The thing you gain is freshness, consistency, and operational simplicity. The same database that ingests your events maintains the index over those events. There is no second system to keep in sync. Deletes and updates flow through the same exactly-once machinery as every other write. The retrieval query is a SQL query, which means your existing observability, access control, and connection pooling all just work.

When to choose which

We try to be honest about this. Native vector search in a streaming database is not a universal replacement for dedicated vector databases. It is a different shape with different tradeoffs.

Reach for a dedicated vector database when:

The corpus is essentially static and the read path is the only thing that matters.
You need billion-scale vectors with aggressive quantization (PQ, OPQ, scalar quantization at extreme ratios).
You have specialized recall requirements that need a system tuned end to end for ANN.

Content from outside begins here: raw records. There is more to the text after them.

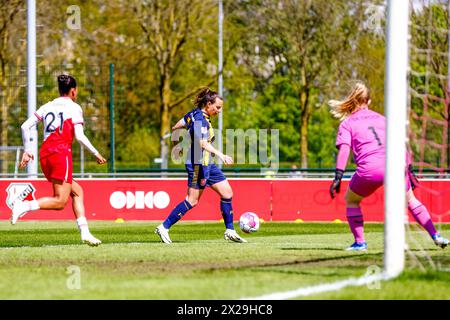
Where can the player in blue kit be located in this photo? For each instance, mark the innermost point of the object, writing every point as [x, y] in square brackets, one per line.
[202, 172]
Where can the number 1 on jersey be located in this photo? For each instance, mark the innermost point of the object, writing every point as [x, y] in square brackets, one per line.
[376, 135]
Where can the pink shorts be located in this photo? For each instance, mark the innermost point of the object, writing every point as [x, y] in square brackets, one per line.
[365, 185]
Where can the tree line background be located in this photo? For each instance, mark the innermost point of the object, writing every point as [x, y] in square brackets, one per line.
[283, 60]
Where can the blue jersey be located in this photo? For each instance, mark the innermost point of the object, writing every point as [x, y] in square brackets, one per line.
[198, 124]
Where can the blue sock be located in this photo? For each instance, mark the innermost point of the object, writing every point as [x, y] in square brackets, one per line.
[227, 212]
[177, 213]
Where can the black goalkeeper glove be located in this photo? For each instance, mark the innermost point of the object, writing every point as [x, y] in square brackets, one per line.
[412, 177]
[336, 185]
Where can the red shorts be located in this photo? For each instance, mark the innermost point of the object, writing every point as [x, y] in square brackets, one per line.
[57, 166]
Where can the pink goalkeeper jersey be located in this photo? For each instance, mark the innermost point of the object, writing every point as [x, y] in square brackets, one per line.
[365, 131]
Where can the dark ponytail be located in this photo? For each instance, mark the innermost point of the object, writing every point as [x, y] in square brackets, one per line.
[204, 96]
[65, 83]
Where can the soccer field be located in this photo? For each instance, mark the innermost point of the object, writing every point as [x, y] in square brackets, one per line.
[38, 259]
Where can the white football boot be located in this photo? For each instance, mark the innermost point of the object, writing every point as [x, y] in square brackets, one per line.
[20, 208]
[90, 240]
[233, 236]
[163, 233]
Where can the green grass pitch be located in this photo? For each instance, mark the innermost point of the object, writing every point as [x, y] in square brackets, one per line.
[37, 261]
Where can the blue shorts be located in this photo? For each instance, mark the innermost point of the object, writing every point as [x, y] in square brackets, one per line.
[200, 176]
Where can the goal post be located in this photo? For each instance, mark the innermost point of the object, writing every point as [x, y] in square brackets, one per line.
[396, 93]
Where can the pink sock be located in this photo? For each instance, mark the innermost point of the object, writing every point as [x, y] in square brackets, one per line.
[420, 213]
[356, 223]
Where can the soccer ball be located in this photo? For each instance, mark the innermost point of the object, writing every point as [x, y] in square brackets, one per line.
[249, 222]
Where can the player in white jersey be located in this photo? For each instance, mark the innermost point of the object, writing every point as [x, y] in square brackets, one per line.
[63, 120]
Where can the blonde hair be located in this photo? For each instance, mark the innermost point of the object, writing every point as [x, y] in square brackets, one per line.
[359, 95]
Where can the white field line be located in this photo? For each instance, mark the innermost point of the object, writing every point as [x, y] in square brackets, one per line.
[74, 245]
[326, 287]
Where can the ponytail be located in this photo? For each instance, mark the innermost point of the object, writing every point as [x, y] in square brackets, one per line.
[359, 95]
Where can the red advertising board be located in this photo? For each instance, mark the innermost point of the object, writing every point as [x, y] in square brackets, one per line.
[272, 200]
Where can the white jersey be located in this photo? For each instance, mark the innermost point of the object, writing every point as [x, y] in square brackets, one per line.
[58, 116]
[63, 120]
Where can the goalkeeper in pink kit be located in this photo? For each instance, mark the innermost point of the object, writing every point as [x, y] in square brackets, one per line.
[363, 132]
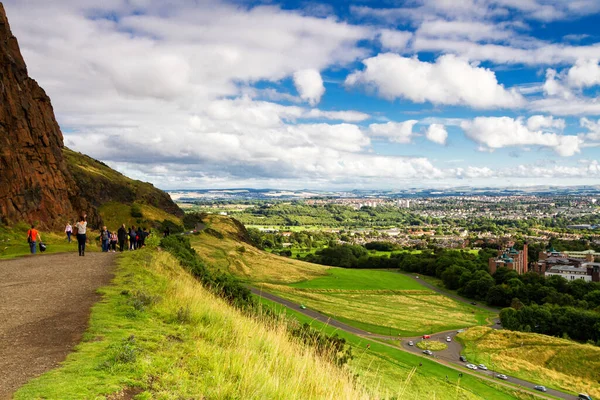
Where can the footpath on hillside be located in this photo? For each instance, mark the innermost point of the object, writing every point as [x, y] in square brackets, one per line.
[45, 303]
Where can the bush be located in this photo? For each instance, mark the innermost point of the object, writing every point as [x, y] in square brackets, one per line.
[136, 211]
[223, 285]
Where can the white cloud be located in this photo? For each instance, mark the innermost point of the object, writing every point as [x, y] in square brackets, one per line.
[585, 73]
[593, 128]
[450, 80]
[437, 133]
[309, 84]
[399, 132]
[394, 40]
[499, 132]
[536, 122]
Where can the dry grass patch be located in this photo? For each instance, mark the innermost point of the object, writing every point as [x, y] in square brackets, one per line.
[407, 314]
[251, 263]
[555, 362]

Reach for a streaming database with native vector support when:

Freshness matters. The data feeding the embeddings is changing continuously, and you need search results to reflect that within seconds.
You are already maintaining materialized views over the same source data and want to keep the embeddings in the same place.
Operational simplicity matters more than the last 1 percent of recall.
Retrieval is one step in a larger pipeline that also involves filters, joins, aggregations, or watermarks.

The agentic and AI-native workloads we have been talking to teams about almost all fall into the second bucket. The embeddings represent things that just happened: a message in a conversation, an event in a session, a row in a constantly updating product table. The half-life of relevance is short. A search system that sees the world as it was an hour ago is not useful.

What live indexes make possible

Static indexes shaped what we built on top of them. Retrieval-augmented generation, recommendation systems, semantic deduplication: these all assume that the corpus, once indexed, is the corpus. When you remove that assumption, some new things become straightforward.

Real-time personalization where the user's last interaction is searchable on the next query. Anomaly detection where a session embedding is checked against the last hour of sessions, not yesterday's. Multi-agent systems where each agent's memory is a continuously updated, queryable embedding stream. Tool selection where the set of available tools changes per request and the index has to keep up.

None of these are impossible with a static vector database. They just require a pipeline that the application team has to build, operate, and debug forever. We think that pipeline belongs inside the database, where the rest of the data already lives. A vector is just another column. An index is just another materialized view. Similarity is just another operator. Treat it that way, and a lot of the architecture gets simpler.

The data is live. The index should be too.